At greatest risk, according to BCG, are Asian companies serving global markets. E-commerce is shifting comparative economics globally, and although Western companies that have embraced business-to-business e-commerce are already driving down their costs with average productivity gains of six per cent estimated by 2010 -- Asian companies lag in implementation. At risk is Asia's fundamental basis of competitive advantage-cost.
Given Asia/Pacific's heavy reliance on exports as a percentage of GDP, which exceeds that of any other region in the world the risk is not insignificant. The greatest risk is in industries with narrow cost advantages, such as hot-coiled steel. Asia/Pacific producers currently have an average seven per cent cost advantage (including shipping), over their North American counterparts. This could fall to just 0.3 per cent by 2010 if local producers do not fully integrate e-commerce with their supply chains.
Noting that the estimated value of business-to-business transactions in Asia by 2003 is expected to a much as $US430 billion, BCG's report says companies now face an additional level of risk as e-commerce in Asia-Pacific will evolve with big winners and big losers. "While we see a handful of Asian companies starting to think about e-commerce more strategically, the majority of those doing anything at all are simply implementing "made in the USA" strategies. This won't work in Asia/Pacific, because the competitive landscape is emerging quite differently than in the USA, explained BCG analysts.

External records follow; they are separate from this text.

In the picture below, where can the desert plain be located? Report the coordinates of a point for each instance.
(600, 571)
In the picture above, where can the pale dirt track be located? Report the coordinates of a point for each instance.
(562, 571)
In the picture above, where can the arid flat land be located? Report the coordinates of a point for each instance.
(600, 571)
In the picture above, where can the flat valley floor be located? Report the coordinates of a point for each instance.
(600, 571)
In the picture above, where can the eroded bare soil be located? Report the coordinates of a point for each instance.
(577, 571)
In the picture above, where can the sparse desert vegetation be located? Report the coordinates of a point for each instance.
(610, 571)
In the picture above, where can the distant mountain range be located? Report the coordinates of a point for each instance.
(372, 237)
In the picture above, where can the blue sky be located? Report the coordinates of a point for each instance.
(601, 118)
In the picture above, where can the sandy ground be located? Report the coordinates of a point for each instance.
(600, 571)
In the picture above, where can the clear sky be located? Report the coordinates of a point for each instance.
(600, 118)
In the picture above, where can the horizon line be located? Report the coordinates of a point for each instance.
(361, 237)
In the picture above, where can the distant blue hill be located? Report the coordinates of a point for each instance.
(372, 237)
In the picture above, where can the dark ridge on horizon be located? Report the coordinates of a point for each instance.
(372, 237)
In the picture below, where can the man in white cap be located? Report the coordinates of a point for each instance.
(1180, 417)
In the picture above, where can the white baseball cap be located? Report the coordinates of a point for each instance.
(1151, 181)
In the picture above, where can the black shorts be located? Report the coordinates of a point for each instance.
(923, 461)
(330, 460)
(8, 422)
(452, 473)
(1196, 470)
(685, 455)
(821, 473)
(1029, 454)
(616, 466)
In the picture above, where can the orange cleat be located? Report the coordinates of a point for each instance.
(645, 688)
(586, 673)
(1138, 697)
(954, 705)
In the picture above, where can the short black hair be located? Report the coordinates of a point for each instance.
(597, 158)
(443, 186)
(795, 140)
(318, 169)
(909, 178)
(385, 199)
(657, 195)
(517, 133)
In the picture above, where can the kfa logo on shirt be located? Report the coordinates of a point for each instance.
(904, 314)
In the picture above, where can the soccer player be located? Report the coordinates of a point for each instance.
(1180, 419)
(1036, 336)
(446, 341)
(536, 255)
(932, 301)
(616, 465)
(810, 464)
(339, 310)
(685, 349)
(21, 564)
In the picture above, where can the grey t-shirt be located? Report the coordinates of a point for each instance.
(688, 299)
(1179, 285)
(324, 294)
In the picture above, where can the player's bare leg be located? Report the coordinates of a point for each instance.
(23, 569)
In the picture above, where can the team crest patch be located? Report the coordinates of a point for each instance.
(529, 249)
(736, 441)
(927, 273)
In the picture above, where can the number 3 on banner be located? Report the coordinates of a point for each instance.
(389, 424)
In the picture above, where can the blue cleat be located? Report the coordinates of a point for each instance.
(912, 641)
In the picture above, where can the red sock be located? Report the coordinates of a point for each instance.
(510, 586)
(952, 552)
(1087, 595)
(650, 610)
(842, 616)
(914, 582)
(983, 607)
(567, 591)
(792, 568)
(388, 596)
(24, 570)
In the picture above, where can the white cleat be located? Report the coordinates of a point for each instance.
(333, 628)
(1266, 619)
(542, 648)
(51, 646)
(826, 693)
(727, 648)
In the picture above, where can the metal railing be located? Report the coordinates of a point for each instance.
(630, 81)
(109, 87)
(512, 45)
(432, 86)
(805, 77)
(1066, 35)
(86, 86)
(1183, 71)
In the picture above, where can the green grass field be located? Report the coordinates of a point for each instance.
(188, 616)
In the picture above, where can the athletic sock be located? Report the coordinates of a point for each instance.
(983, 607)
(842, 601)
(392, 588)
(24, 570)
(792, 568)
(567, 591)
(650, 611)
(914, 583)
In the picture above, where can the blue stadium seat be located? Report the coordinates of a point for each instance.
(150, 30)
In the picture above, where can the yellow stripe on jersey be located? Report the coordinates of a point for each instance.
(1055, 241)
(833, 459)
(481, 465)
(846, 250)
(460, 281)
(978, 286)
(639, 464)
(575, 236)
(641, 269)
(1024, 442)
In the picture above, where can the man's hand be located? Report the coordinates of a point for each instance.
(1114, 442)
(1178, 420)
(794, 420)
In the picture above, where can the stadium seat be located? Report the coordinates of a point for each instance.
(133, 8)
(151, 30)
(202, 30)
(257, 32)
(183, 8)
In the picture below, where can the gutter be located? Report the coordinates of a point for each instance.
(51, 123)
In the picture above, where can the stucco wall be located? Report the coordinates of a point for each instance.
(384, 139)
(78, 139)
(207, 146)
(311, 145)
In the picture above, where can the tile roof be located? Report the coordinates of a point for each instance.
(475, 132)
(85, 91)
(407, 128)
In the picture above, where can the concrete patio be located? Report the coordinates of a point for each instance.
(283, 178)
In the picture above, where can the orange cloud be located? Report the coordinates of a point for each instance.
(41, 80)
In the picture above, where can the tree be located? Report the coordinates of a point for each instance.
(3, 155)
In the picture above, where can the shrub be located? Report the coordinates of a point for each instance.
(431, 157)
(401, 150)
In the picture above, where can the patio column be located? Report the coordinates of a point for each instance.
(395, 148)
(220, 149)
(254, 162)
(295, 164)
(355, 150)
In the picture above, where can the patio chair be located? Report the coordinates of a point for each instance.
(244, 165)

Although the risks are significant, the ultimate payoff for smart Asia companies can be even higher than in the West. Their businesses will undoubtedly benefit from breaking Asia's huge existing tradeoff between the "richness" or quality of information and the "reach" of that information. But perhaps even more importantly, they will benefit from the increased efficiencies and transparency that result from the back-end changes they'll have to make in areas such as inventory processes, forecasting and the like.